Олег остановил бег, вперившись в лицо радонежского игумена, вслушиваясь в его речь:
– Отроком был я малым, и ещё по велению Ивана Данилыча Калиты, когда Кочева с Миной зорили Ростов, не обошли и наш двор боярский. Окроме ордынского серебра даром, почитай, забрали, изволочили с ругательством оружие, порты, узорочье... Драгоценную бронь отцову, которой и цены не было, за так взял боярин московский Мина. С того мы, утеряв имение своё, и перебрались в Радонеж. Всю мужицкую работу попервости сами творили. Рубить хоромы, лес возить, косить, пахать, сеять, чеботарить - всё приходило деяти! И ныне я, княже, благодарен научению тому. Ведаю, почём смердам достаётся хлеб, и умею его беречь!
– Смирил себя. Что ж! По Христовой Заповеди подставил иную щёку для заушения... Но у нас с Дмитрием был договор по Любви. Я поверил ему, как брату.

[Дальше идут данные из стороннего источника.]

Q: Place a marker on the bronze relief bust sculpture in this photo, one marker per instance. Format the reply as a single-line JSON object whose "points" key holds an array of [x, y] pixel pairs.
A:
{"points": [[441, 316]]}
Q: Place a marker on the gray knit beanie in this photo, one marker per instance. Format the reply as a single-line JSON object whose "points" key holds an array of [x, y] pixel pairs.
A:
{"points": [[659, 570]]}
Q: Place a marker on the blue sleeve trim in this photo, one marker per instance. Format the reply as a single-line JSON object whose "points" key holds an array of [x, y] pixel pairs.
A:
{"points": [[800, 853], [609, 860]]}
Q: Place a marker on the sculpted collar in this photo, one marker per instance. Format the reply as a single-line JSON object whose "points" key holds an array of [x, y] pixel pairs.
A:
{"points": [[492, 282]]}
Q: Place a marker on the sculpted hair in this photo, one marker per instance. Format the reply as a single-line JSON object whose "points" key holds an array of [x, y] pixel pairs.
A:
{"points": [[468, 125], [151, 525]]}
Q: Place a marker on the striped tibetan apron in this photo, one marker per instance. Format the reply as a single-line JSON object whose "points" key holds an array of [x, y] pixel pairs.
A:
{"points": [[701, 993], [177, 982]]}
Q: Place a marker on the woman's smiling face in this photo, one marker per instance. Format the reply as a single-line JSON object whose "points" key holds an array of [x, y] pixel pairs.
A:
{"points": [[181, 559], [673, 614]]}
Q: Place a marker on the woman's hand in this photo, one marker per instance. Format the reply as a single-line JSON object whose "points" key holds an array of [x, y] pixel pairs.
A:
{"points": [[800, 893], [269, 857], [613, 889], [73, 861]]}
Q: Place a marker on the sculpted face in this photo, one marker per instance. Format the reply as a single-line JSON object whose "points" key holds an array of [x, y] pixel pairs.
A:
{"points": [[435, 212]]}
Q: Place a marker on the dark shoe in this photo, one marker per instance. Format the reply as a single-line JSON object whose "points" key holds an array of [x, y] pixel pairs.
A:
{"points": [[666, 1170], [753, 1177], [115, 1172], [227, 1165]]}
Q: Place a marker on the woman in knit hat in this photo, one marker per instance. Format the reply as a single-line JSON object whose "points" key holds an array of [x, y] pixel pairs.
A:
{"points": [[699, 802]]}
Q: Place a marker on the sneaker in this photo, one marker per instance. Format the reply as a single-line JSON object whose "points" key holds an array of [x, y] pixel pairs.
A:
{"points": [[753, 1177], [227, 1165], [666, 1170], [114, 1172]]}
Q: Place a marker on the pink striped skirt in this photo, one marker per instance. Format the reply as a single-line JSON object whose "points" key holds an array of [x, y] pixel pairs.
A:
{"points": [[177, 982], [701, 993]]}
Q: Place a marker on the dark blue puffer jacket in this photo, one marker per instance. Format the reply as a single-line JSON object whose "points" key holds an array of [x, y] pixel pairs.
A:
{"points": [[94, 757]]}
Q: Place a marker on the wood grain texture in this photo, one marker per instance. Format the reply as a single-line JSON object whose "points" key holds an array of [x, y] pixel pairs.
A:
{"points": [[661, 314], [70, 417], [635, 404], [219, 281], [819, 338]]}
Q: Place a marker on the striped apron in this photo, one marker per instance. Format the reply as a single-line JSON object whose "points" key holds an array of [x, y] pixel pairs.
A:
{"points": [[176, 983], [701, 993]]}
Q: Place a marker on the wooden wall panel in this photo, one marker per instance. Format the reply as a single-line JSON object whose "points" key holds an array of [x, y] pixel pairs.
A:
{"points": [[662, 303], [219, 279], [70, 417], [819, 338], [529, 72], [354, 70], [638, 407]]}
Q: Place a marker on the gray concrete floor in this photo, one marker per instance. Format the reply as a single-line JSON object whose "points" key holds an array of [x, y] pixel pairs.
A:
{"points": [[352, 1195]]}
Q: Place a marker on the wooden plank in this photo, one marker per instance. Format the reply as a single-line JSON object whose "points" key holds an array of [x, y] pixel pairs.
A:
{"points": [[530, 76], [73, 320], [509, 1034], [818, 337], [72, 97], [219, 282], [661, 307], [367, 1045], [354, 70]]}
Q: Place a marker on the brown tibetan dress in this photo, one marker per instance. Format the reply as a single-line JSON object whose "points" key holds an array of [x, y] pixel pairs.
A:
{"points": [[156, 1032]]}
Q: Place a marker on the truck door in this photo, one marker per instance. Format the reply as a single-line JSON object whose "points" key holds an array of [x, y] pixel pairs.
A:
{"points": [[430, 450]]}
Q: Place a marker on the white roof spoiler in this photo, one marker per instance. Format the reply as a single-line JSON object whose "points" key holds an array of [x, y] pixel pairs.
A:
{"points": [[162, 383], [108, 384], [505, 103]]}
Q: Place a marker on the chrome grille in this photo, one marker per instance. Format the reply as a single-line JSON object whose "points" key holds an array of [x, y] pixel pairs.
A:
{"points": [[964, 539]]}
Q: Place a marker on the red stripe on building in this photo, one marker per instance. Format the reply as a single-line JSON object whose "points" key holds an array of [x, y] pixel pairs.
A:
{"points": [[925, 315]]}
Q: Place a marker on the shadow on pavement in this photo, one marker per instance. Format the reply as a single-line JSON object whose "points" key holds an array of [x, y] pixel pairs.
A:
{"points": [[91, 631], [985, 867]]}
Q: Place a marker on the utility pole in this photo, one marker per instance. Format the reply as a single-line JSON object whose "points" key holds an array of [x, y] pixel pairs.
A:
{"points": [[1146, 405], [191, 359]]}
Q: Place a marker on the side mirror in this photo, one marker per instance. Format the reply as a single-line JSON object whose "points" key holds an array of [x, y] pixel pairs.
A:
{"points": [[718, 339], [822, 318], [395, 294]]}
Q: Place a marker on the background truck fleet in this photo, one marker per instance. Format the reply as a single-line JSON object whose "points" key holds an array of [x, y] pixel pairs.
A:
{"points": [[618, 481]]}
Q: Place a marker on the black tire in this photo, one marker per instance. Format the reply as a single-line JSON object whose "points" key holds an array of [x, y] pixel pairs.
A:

Принимал ли ты, инок, заушения от ближних твоих?
– Принимал!
– сказал Сергий.
– От родного брата своего, его же чтил, яко учителя себе и старейшего, в отца место.
– И где ж он теперь?!
– почти выкрикнул Олег.
– Живёт со мной в монастыре.
– А в пору ту?..
– В пору ту, княже, я, услышав хулы, исшёл вон из обители, не сказав ни слова. И основал другую. И жил там, дондеже паки созвали меня соборно назад, в обитель на Маковец, о чём просил меня такожде и владыка Алексий... И брата своего, что мыслил уйти вон, я умолил остатися в обители, дабы владыка зла не поимел радости в братней остуде.
Олег дёрнулся высказать нечто, может, иную хулу. Смолчал, глядя на старца, который говорил негромко и твёрдо, глядя вдаль времени.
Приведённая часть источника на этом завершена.